Note: Security is our highest priority. We comply with industry standards and we have internal policies to ensure your data is protected. Our Security overview article provides detailed information on our security measures and policies.
Index
Types of permissions
ShareGate uses 2 types of permissions. Application permissions define what ShareGate is allowed to do within your tenant independently, without a signed-in user, while delegated permissions define what ShareGate is allowed to do within your tenant on behalf of the signed-in user.
Microsoft Graph
Application permissions
- Read items in all site collections - ShareGate uses the permission to detect sites that are linked to Microsoft 365 Groups and to get the properties of external sharing links for your external sharing reviews.
- Read and write files in all site collections - Allows ShareGate Management to remove external sharing links.
- Read and write to all app catalogs - Allows ShareGate to update app catalogs, such as when it needs to add our Teams chatbot to Microsoft Teams.
- Read and write directory data - ShareGate uses the permission to allow you to change the guest access setting of your groups and modify guests in a group through Management.
- Read all groups - Allows ShareGate to read group properties and memberships.
- Read and write all groups - ShareGate uses the permission to crawl your teams, groups, properties, owners, members, Teams' private channels, Teams activity, and Outlook activity. The permission also allows you to modify the privacy setting and membership of your teams and groups, and to use the archive or restore features.
- Send mail as any user - ShareGate uses the permission to send notifications to your owners via the email sender you've selected.

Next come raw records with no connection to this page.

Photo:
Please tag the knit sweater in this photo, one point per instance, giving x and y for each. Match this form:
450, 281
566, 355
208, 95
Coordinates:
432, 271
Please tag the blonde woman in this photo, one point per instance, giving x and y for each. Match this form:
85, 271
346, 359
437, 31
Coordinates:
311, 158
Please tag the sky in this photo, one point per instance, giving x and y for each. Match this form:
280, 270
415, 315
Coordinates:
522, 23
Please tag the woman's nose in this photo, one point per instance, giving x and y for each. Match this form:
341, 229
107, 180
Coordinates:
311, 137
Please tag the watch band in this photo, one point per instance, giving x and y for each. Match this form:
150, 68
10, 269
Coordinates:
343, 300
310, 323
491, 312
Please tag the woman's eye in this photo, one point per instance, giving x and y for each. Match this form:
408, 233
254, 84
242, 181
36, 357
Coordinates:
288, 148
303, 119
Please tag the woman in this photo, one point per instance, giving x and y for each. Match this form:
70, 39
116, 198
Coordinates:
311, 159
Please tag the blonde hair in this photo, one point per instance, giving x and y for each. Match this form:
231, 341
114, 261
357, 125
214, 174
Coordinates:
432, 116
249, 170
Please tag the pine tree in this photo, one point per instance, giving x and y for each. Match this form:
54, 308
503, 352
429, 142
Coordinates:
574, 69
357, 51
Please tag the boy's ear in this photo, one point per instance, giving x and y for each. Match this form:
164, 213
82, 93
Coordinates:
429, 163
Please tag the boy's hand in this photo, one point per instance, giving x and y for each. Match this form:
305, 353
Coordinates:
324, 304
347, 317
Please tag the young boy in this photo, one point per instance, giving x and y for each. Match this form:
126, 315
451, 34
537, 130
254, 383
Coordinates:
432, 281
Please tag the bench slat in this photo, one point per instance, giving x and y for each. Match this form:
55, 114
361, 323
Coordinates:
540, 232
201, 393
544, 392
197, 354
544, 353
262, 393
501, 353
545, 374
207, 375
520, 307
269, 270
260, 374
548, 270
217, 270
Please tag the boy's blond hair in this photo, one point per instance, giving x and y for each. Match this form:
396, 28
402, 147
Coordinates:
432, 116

- Manage Teams apps for all users - ShareGate uses the permission to read, upgrade, install, and uninstall our Teams chatbot for any user when required.
- Channel member read and write all - ShareGate uses the permission to add and remove members from channels.

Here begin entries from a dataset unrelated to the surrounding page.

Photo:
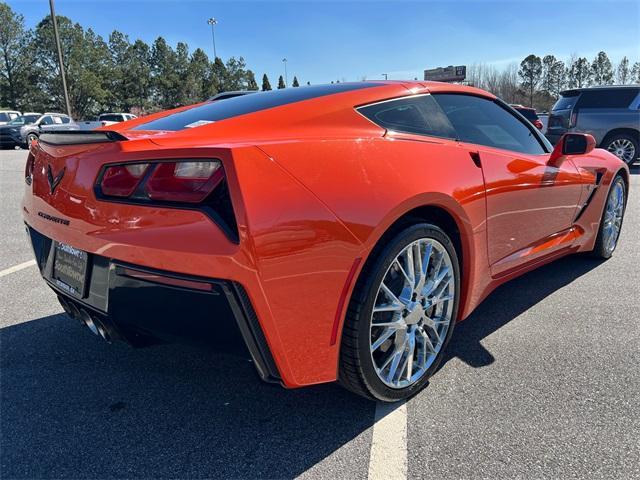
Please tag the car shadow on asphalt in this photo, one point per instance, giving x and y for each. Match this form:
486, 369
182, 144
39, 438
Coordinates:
74, 407
509, 301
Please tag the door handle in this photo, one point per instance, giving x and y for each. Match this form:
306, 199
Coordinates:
475, 156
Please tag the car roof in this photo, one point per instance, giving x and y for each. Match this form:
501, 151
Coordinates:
238, 118
576, 91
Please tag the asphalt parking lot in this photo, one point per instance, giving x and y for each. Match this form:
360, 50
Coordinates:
541, 381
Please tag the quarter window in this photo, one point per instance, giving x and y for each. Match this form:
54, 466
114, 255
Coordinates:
484, 122
615, 98
420, 115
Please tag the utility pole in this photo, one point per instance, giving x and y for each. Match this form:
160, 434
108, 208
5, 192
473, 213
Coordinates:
286, 80
60, 59
212, 21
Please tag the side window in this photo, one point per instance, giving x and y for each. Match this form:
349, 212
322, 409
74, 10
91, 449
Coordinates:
614, 98
420, 115
484, 122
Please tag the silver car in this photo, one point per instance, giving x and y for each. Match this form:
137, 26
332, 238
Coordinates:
611, 114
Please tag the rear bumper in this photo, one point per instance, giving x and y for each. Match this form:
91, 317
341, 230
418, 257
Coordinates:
137, 304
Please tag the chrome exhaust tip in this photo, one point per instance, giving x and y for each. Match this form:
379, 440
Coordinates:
103, 331
88, 321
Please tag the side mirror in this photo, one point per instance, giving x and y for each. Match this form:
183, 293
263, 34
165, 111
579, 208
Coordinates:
572, 144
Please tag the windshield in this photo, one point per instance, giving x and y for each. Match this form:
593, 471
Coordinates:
528, 113
24, 120
565, 102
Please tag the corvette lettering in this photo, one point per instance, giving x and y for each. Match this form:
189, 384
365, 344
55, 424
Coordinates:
51, 218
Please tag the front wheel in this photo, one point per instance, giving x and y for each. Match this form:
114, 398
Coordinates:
401, 316
611, 221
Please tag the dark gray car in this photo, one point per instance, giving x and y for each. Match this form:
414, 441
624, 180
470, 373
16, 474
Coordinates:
611, 114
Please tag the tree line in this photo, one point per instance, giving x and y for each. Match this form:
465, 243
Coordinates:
116, 74
538, 81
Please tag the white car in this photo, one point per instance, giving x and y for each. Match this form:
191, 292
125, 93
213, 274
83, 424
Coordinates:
106, 119
7, 115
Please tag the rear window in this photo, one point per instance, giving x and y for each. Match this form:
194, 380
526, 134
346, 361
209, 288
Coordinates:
566, 102
232, 107
420, 115
614, 98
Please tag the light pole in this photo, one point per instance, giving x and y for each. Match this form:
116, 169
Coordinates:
212, 21
60, 59
286, 80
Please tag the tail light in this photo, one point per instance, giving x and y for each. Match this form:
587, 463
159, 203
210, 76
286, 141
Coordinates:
187, 184
122, 180
28, 168
182, 181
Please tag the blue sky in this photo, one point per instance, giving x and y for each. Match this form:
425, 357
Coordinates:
350, 40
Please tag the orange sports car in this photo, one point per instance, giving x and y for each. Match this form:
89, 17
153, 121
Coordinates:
338, 231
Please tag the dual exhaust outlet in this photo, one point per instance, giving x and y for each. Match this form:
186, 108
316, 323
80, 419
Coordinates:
95, 324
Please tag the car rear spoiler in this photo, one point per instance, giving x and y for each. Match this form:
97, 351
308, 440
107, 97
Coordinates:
76, 137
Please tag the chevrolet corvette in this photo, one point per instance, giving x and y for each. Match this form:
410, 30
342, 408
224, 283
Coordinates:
334, 232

- Channel message read all - ShareGate uses the permission to read channel messages.
- Teams tab read and write all - ShareGate uses the permission to read and write tabs in Microsoft Teams.

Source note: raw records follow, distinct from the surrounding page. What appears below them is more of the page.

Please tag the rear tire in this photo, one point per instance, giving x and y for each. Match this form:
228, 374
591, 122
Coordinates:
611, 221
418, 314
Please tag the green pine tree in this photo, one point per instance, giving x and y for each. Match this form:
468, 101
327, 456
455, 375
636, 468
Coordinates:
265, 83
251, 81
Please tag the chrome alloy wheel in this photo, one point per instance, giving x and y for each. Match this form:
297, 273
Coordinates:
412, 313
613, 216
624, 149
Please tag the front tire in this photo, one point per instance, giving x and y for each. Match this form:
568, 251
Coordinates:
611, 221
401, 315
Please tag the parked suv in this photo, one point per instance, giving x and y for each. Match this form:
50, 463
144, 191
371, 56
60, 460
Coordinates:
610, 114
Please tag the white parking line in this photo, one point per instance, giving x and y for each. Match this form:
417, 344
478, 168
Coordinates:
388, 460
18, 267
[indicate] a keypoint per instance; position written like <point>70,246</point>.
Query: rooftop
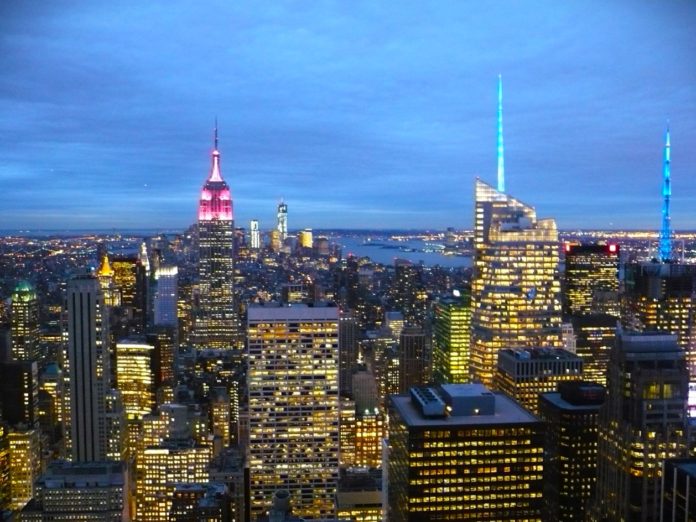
<point>505,410</point>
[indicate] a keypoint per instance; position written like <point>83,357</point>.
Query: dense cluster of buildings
<point>223,376</point>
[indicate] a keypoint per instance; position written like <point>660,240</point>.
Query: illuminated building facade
<point>413,365</point>
<point>134,376</point>
<point>165,466</point>
<point>591,279</point>
<point>25,323</point>
<point>370,430</point>
<point>164,341</point>
<point>255,234</point>
<point>452,339</point>
<point>643,422</point>
<point>105,274</point>
<point>359,506</point>
<point>25,465</point>
<point>79,491</point>
<point>570,468</point>
<point>216,324</point>
<point>524,373</point>
<point>595,335</point>
<point>679,490</point>
<point>5,490</point>
<point>282,224</point>
<point>131,281</point>
<point>293,406</point>
<point>408,292</point>
<point>348,332</point>
<point>305,238</point>
<point>86,371</point>
<point>166,296</point>
<point>515,286</point>
<point>660,297</point>
<point>460,452</point>
<point>19,393</point>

- Team member read and write all - ShareGate uses the permission to add and remove members from teams.
- Tasks read and write all - ShareGate uses the permission to read and write all users' tasks and tasklists.
- User read all - ShareGate uses the permission to read all users' full profiles.
Delegated permissions
- Read all groups - ShareGate uses the permission to list groups, read properties and membership, and crawl the Outlook activity.
- Read directory data - ShareGate uses the permission to validate that our Teams chatbot is available in the app catalog of a team.
- Team create - ShareGate uses the permission to create teams via provisioning templates if they require approval.
- Team member read and write all - ShareGate uses the permission to add or remove members from teams via provisioning templates if they require approval.
- Channel create - ShareGate uses the permission to create channels via provisioning templates if they require approval.
Microsoft 365 SharePoint online
Application permissions
- Have full control of all site collections - ShareGate uses the permission to copy the content of the SharePoint sites within your Microsoft 365 Groups (including private channels) to archive them.
- Read items in all site collections - ShareGate uses the permission to crawl SharePoint activity in order to detect inactive teams and groups and to get the properties of external sharing links for your external sharing reviews.